Assim acabou a saga de Pedro Castillo, um Presidente fluente em espanhol e quechua, que começou o mandato o ano passado, aclamado pela esquerda e por comunidades indigenas. Na segunda volta foi alternativa à conservadora Keiko Fujimori, filha do seu atual companheiro de prisão.

«Será a primeira vez que este país será governado por um camponês, alguém que pertence às classes oprimidas», declarara Castillo durante a sua tomada de posse , ostentando um fato e um sombrero, a sua imagem de marca, típico de Cajamarca, uma região rural onde o futuro Presidente se tornara conhecido por chefiar greves de professores, assim como programas de auxílio alimentar aos mais pobres.

É que o Peru  «nos últimos duzentos anos habituou-se a ser governado por advogados, engenheiros, economistas, arquitetos e militares», mas isso só diferenciava Castillo de Fujimori, escrevera a AP durante a campanha eleitoral. Notando que esta era «uma administradora de negócios formada nos EUA, que durante a sua adolescência vivera rodeada de guarda-costas e de privilégios no palácio presidencial». Já Castillo, quando lá chegou, seria acusado pela procuradoria-geral de criar uma autêntica «organização criminosa», através da qual a sua família – a esposa, cunhada e dois sobrinhos foram acusados – e outros aliados receberiam subornos a troco de contratos públicos. 

Poderia ser fácil minimizar a tentativa de ‘autogolpe’ de Castillo como uma mera manobra desesperada de alguém incompetente. Contudo, «o golpe trapalhão de Castillo mascara um problema mais profundo», notou Michael Stott, editor do Financial Times para a América Latina.

«Alegações de corrupção não são nada de novo na política peruana. Muitos dos antigos líderes do país e uma ampla proporção dos seus legisladores também foram acusados de aceitar subornos», frisou Stott. «Castillo só durou até agora porque o Congresso ainda é mais desprezado do que ele». 

O Presidente derrubado deixou para trás a sua vice, que tem nas mãos a dura tarefa de conseguir obter uma maioria para governar. Criando uma baixa entre os governos esquerdistas da América Latina, que se afirmavam como uma espécie de maré cor-de-rosa 2.0, com a reeleição de Inácio Lula da Silva no Brasil, Gustavo Petro na Colômbia ou Alberto Fernández na Argentina. O caos da governação de Castillo foi tal que, apesar das suas credenciais como líder de esquerda, boa parte destes dirigentes ficaram calados.
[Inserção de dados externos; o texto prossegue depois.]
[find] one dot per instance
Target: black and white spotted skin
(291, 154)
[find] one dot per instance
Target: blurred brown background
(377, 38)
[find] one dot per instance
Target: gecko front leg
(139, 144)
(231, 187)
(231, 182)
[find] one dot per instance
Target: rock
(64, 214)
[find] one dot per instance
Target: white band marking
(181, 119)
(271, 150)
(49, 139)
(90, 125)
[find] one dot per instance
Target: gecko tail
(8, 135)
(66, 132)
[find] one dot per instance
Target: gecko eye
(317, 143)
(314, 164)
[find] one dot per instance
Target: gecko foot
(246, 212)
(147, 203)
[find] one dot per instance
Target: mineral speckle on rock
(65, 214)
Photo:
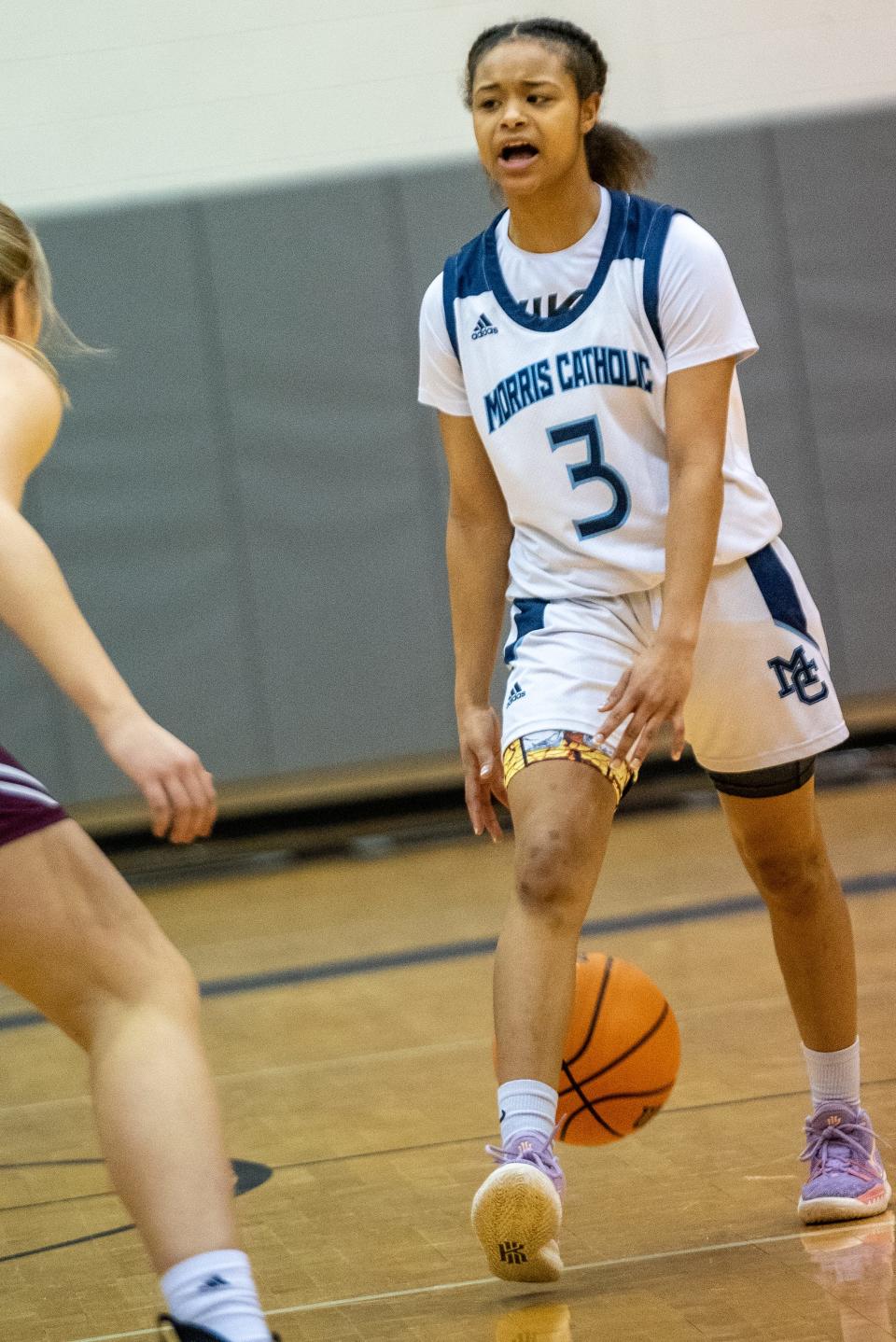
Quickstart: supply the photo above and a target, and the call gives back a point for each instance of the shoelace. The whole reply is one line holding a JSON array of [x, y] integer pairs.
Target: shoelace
[[540, 1157], [824, 1148]]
Escutaram-se poucas vozes em seu apoio, com excepções como Andrés Manuel López Obrador, mais conhecido por AMLO. «É lamentável que, devido a interesses das elites políticas e económicas, desde o início da presidencia legítima de Pedro Castillo, uma atmosfera de confrontação tenha sido mantida contra ele», queixou-se o Presidente mexicano.

Já os seus aliados preferiram manter-se neutros. «A Colômbia condena qualquer ataque contra a democracia, de onde quer que venha», garantiu o Governo de Gustavo Petro, em comunicado. «E lembra que a democracia exige o reconhecimento da vontade popular expressa tanto pelas eleições para Presidente como do Congresso».